When asked about the doctors’ suggestion during the WHO’s coronavirus briefing, Dr Tedros became visibly angry, calling it a hangover from the “colonial mentality”.
“It was a disgrace, appalling, to hear during the 21st Century, to hear from scientists, that kind of remark. We condemn this in the strongest terms possible, and we assure you that this will not happen,” he said.
As the number of confirmed cases in Africa continues to rise, some governments are imposing stricter measures to try to slow the spread of the virus. Kenyan President Uhuru Kenyatta has banned all travel in and out of the capital, Nairobi, and three other large towns for three weeks.
What did the doctors say?
During a debate on French TV channel LCI, Camille Locht, head of research at Inserm health research group, was talking about a vaccine trial in Europe and Australia.
Jean-Paul Mira, head of intensive care at Cochin hospital in Paris, then said: “If I can be provocative, shouldn’t we be doing this study in Africa, where there are no masks, no treatments, no resuscitation?
“A bit like it is done elsewhere for some studies on Aids. In prostitutes, we try things because we know that they are highly exposed and that they do not protect themselves.”
Mr Locht nodded in agreement at this suggestion, and said: “You are right.
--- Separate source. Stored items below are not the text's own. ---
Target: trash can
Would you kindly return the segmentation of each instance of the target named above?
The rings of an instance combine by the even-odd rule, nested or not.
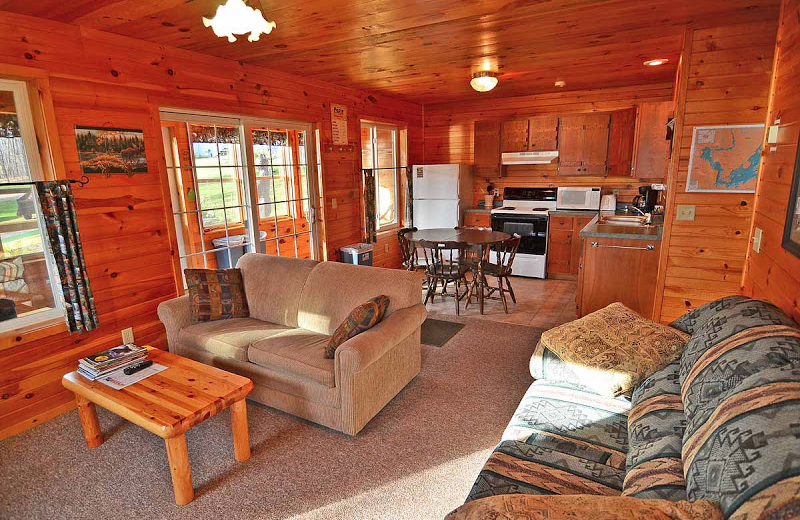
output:
[[[264,240],[266,237],[267,233],[265,231],[259,231],[259,240]],[[230,269],[232,267],[236,267],[236,262],[238,262],[239,258],[241,258],[244,254],[246,239],[247,235],[229,235],[227,237],[215,238],[211,241],[214,249],[220,247],[229,248],[216,251],[218,269]],[[228,250],[231,252],[230,260],[228,259]]]
[[[350,244],[339,249],[345,264],[372,265],[372,244]]]

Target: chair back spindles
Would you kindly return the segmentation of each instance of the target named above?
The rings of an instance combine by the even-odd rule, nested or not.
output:
[[[400,242],[400,254],[403,256],[403,266],[408,271],[414,271],[417,267],[417,250],[414,244],[406,237],[406,234],[416,231],[417,228],[402,228],[397,230],[397,241]]]

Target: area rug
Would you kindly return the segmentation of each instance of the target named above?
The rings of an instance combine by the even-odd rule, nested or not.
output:
[[[442,347],[463,328],[463,323],[428,318],[422,324],[422,344]]]
[[[449,321],[449,320],[448,320]],[[463,503],[532,379],[539,331],[466,323],[422,347],[421,373],[355,437],[248,401],[253,455],[233,457],[228,410],[187,434],[195,499],[176,506],[164,441],[100,410],[0,441],[4,520],[440,520]]]

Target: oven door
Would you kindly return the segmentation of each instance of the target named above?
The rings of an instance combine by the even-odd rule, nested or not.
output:
[[[547,252],[547,217],[544,215],[495,213],[492,229],[522,237],[517,254],[544,255]]]

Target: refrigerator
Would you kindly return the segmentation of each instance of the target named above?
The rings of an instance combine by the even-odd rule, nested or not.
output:
[[[412,175],[414,227],[460,226],[464,210],[472,206],[472,165],[418,164]]]

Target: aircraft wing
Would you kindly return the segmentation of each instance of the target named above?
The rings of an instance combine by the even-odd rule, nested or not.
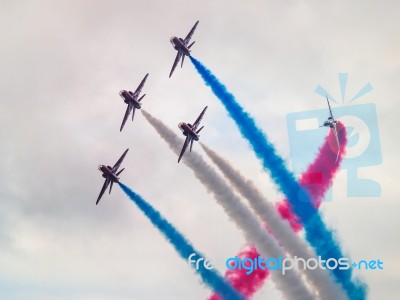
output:
[[[184,43],[185,45],[189,44],[189,41],[190,41],[190,39],[192,38],[192,35],[193,35],[194,31],[196,30],[197,24],[199,24],[199,21],[197,21],[197,22],[193,25],[192,29],[189,31],[188,35],[187,35],[187,36],[185,37],[185,39],[183,40],[183,43]]]
[[[131,110],[132,110],[132,104],[128,103],[128,107],[126,108],[125,116],[124,116],[124,119],[122,120],[121,128],[119,129],[119,131],[122,131],[122,128],[124,128],[124,125],[126,123],[126,120],[128,120]]]
[[[333,119],[332,109],[331,109],[331,105],[329,104],[328,96],[326,96],[326,101],[328,102],[329,114],[330,114],[331,118]]]
[[[196,121],[194,121],[193,127],[192,127],[193,130],[196,130],[197,127],[199,126],[199,124],[200,124],[200,122],[201,122],[201,119],[203,119],[204,113],[205,113],[206,110],[207,110],[207,107],[208,107],[208,106],[206,106],[206,107],[203,109],[203,111],[201,112],[201,114],[197,117]]]
[[[147,73],[146,76],[144,76],[142,82],[139,84],[139,86],[136,88],[136,91],[133,93],[134,95],[139,96],[144,84],[146,83],[147,76],[149,76],[149,73]]]
[[[96,205],[99,203],[101,197],[103,196],[109,184],[110,184],[110,178],[107,177],[106,180],[104,181],[103,187],[101,188],[99,197],[97,198]]]
[[[183,144],[182,151],[181,151],[181,153],[179,154],[178,163],[180,162],[180,160],[181,160],[183,154],[185,154],[185,151],[186,151],[187,146],[189,145],[189,142],[190,142],[190,137],[189,137],[189,135],[188,135],[188,136],[186,137],[186,139],[185,139],[185,143]]]
[[[118,161],[115,163],[114,167],[112,168],[114,172],[116,172],[121,165],[122,161],[125,158],[126,153],[128,152],[129,148],[125,150],[125,152],[121,155],[121,157],[118,159]]]
[[[182,56],[182,52],[178,50],[178,53],[176,54],[176,58],[175,58],[174,64],[172,65],[171,72],[169,73],[169,77],[170,78],[172,76],[172,73],[174,73],[174,70],[175,70],[176,66],[178,65],[179,60],[181,59],[181,56]]]

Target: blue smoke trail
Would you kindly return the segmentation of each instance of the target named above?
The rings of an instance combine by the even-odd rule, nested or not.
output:
[[[235,97],[201,62],[189,56],[198,73],[215,96],[221,101],[231,118],[235,121],[242,136],[250,143],[253,151],[269,171],[272,179],[292,205],[294,213],[304,224],[306,239],[317,255],[327,260],[344,257],[339,243],[332,231],[326,227],[320,214],[312,205],[309,195],[302,189],[294,175],[286,168],[283,159],[276,153],[273,145],[257,127],[253,118],[243,110]],[[350,299],[365,299],[366,286],[359,281],[352,281],[351,267],[347,270],[332,270],[338,282],[346,290]]]
[[[151,223],[157,227],[164,237],[174,246],[175,250],[183,259],[188,259],[189,255],[196,253],[197,257],[203,257],[200,252],[193,248],[193,246],[186,240],[186,238],[177,230],[171,223],[147,203],[140,195],[136,194],[123,183],[119,186],[125,194],[139,207],[139,209],[149,218]],[[196,272],[200,275],[201,279],[211,289],[216,291],[223,299],[244,299],[223,277],[215,270],[208,270],[204,268],[203,264],[199,264],[199,269]]]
We are in the process of thinking about a study in parallel in Africa.”
Dr Mira had earlier questioned whether the study would work as planned on healthcare workers in Australia and Europe because they had access to personal protective equipment (PPE) while working.
The show sparked widespread anger, including from former footballer Didier Drogba, who called the comments “deeply racist”. He added: “Do not take African people as human guinea pigs! It’s absolutely disgusting”.
Fellow former footballer Samuel Eto’o called the doctors “murderers”.
The doctors’ comments have also fuelled existing fears in Africa that African people will be used as guinea pigs for a new coronavirus vaccine.
Coronavirus centres have been targeted in African countries – most recently, a facility that was under construction in Abidjan in Ivory Coast was attacked and destroyed by protesters.
Footage posted on social media showed people tearing the centre apart with their bare hands, and smashing construction materials on the ground.